I am working in the field of sports history on a project that brings my diverse interests together: a study of the World Cup of soccer as world history.
I am using the World Cup as a vehicle for analyzing the relationship between sports and global trends, such as shifting political relationships, economic patterns, and race and gender in the modern world.
I like working in the place where these worlds—sports and global movements—come together.
In addition to writing on the history of the World Cup, I continued my research on a Jewish sports organization, Hakoah, that thrived in the 1920s and ’30s in Vienna, Austria. My jersey (pictured) is based on a model from the interwar period.
At the time, Vienna had strong anti-Semitic undercurrents. The club was founded as a way to give Viennese Jews an opportunity to participate in sports, assert their collective identity, and fight contemporary stereotypes and prejudices.
Teaching at a liberal arts college
I came to Gettysburg College from the University of North Carolina at Charlotte, which is a big state school. I remember immediately recognizing that in a liberal arts college I worked at least five times harder than I had in Charlotte. But I enjoyed it a lot more.

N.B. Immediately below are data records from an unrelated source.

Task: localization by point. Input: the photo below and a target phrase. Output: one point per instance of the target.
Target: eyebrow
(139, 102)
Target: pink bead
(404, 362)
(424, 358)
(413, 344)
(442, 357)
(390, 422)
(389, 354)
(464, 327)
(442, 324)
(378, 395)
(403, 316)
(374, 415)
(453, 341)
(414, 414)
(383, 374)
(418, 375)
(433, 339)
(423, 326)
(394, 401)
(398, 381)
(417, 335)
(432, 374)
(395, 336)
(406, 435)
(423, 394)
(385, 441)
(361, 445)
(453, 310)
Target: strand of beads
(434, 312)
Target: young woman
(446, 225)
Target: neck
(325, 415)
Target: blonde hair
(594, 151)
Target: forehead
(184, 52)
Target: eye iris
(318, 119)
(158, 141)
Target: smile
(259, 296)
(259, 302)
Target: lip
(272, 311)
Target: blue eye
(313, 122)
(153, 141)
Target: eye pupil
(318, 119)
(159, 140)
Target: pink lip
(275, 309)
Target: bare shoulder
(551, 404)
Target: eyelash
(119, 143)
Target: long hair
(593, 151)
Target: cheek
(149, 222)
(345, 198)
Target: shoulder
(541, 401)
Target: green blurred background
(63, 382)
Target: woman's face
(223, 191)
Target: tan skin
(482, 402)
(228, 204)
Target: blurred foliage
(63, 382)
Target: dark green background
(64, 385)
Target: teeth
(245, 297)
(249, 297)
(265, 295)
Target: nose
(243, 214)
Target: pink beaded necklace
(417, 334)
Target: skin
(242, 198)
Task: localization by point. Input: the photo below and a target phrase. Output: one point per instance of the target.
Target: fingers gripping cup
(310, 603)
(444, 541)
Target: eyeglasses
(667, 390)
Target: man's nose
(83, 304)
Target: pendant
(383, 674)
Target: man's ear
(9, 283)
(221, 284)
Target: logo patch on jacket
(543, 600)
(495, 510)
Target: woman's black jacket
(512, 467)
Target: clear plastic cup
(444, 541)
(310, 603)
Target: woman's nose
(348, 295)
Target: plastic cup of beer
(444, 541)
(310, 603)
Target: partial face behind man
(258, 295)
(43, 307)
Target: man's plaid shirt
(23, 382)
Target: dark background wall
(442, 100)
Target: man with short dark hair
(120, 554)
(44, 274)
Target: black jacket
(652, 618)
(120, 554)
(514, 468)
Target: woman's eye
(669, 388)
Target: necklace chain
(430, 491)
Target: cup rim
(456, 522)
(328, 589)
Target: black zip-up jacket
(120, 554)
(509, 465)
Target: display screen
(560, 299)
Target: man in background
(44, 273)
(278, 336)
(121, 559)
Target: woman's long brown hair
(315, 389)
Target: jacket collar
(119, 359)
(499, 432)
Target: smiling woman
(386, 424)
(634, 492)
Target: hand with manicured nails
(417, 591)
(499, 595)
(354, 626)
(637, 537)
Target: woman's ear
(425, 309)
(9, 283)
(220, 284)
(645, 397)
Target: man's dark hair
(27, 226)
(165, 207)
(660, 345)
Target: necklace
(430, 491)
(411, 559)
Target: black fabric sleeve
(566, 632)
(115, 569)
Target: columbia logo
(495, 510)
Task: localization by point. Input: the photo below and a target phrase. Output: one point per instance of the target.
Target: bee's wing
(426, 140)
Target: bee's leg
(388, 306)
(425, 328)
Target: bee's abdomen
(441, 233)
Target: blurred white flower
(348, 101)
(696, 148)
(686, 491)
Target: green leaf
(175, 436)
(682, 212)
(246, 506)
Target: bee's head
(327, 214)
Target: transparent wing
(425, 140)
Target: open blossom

I was lucky to be able to come here and work at an institution that values close contact with students. It is always fascinating to watch students grow academically and to develop their own intellectual signatures.
Prof. William D. Bowman is the Johnson Distinguished Teaching Professor in the Humanities. As a professor of history, for which he served the department as chair, he received the award for Distinguished Teaching in 2018.